The topic of this year’s conference is “Rewriting Trauma & Visibility: Motherwork, Pregnancy, and Birth,” and will feature many great speakers and artworks, and will feature around 40 presenters and well as panels.

“We have international presenters who are all doing research on different areas of family and mother studies. So this year particularly we are dealing with birth, trauma, loss, illness. We’ll have scholars, we’ll have artists, and arts,” said Rose.

All students are welcome to attend the conference, and all are also welcome to read The Journal of Mother Studies, a digital humanities journal that will feature some of the research presented at the conference. Likewise, MOM will be having an exhibit in O’Malley Library during the month of March.

In the end, Rose hopes the conference will open the eyes of those who attend and that they will be able to apply the knowledge to their own lives.

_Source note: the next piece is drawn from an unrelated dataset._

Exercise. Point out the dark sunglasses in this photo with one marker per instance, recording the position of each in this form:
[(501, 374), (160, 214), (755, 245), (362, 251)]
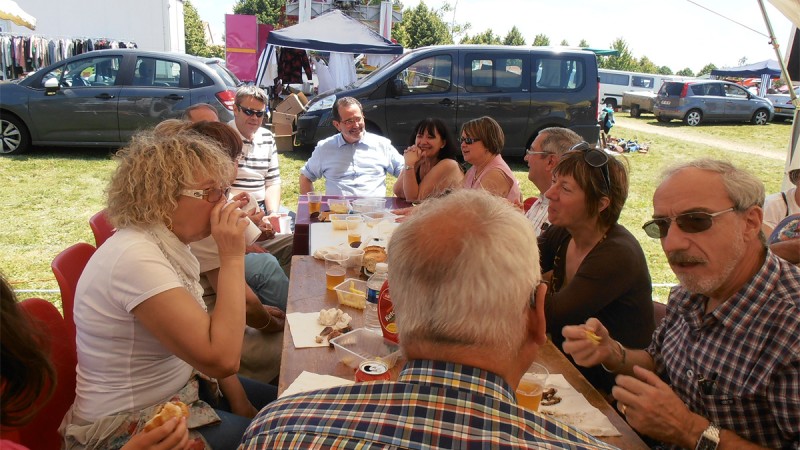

She also hopes to see MC students be as open to the idea of mother’s studies as the college as a whole has been for many years. By inviting MOM to present, collaborating to host the conference, as well as inviting Rose to teach, MC has been an important part of MOM’s past.

Rose said, “In a weird way, when I look back at the history of the museum, and I look back at where we have had invitation to be, to exist, in the oddest way, Manhattan College has been more open in some regard, I want to say that Manhattan College has been incredibly open.”